Every time there’s a canned food drive I try to do the right thing. I poke around in my cabinet and pull out some canned yams, maybe a can of peas or olives. Then I throw it in a plastic bag with a prayer and virtueously give it away. I’m so generous and awesome. Homeless hungry people must really think I’m wonderful.
For the past four months we’ve had a little boy staying with us who, according to school records and DHS is “a homeless unaccompanied youth”. His parents are currently drifting around staying with friends and sometimes living in a tent. I’m not going to talk about them cause they make me crazy.
Every week this little boy, Jason, brings home a plastic bag full of food. He explained to me on the first week that Miss Susan, his counselor, puts the bag in his back pack on Fridays. The school knows he gets breakfast and lunch during the week but they want to make sure he has food on the weekends.
I was stunned and had no idea this was going on in our school district. My first instinct was to tell the school not to send the food home with Jason. We have food. Then I realized he was kind of proud of his contribution. He liked putting it in the cabinets and always asked if I was using his rice or peanut butter.

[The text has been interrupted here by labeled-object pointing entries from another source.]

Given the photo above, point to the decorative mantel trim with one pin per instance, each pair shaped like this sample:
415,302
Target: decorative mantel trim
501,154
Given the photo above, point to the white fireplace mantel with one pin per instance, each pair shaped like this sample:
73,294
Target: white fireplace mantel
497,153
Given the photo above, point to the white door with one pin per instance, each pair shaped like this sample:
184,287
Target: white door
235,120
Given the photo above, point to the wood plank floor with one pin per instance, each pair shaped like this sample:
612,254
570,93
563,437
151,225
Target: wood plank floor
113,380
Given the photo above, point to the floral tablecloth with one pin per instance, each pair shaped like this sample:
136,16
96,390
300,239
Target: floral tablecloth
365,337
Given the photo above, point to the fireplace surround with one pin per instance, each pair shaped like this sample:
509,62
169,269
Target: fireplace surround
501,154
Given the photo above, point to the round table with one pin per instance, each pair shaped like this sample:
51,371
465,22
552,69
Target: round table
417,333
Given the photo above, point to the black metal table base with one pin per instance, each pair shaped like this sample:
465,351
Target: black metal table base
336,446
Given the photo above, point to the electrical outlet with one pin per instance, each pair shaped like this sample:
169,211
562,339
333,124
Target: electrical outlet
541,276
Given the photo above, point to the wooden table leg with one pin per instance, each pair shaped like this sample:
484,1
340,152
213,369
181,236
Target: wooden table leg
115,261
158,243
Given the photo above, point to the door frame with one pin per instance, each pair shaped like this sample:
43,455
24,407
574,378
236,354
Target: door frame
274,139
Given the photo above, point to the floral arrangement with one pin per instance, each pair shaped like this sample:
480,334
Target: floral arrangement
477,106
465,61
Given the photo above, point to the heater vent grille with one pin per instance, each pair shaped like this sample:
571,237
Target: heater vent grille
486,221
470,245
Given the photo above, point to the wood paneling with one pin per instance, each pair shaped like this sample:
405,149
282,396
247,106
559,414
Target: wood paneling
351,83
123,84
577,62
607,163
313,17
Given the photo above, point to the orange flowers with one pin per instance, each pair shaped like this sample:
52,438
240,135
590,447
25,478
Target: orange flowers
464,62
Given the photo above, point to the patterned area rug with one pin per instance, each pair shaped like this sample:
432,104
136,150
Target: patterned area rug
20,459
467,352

This week when I opened Jason’s backpack I was kind of disgusted. There was a can of pinto beans, a can of generic tomato soup, pumpkin pie filling, one granola bar and six ounces of rice. Seriously, that’s what Jason was supposed to eat over the weekend? I do understand the beans are loaded with fiber and protein but do you really think a ten year old boy is going to dive into that can?
Who the hell sent this home with a supposedly homelesskid? Then I realized I was the sanctimonious contributor. I’m the one who cleans out my cabinets and gives hungry people ancient canned yams. I’m the one who previously thought they should be happy with whatever they got. What a bitch.
No matter how lazy or entitled his parents are, Jason deserves better.
So next time there’s a canned food drive spend five dollars and get some Raviolis, a jar of peanut butter, he even likes Vienna Sausages. But you keep the flavorless pinto beans, yams and beef broth. Just like your kids, (yeah, think about what your kids actually want to eat) Jason doesn’t have any idea what to do with that stuff.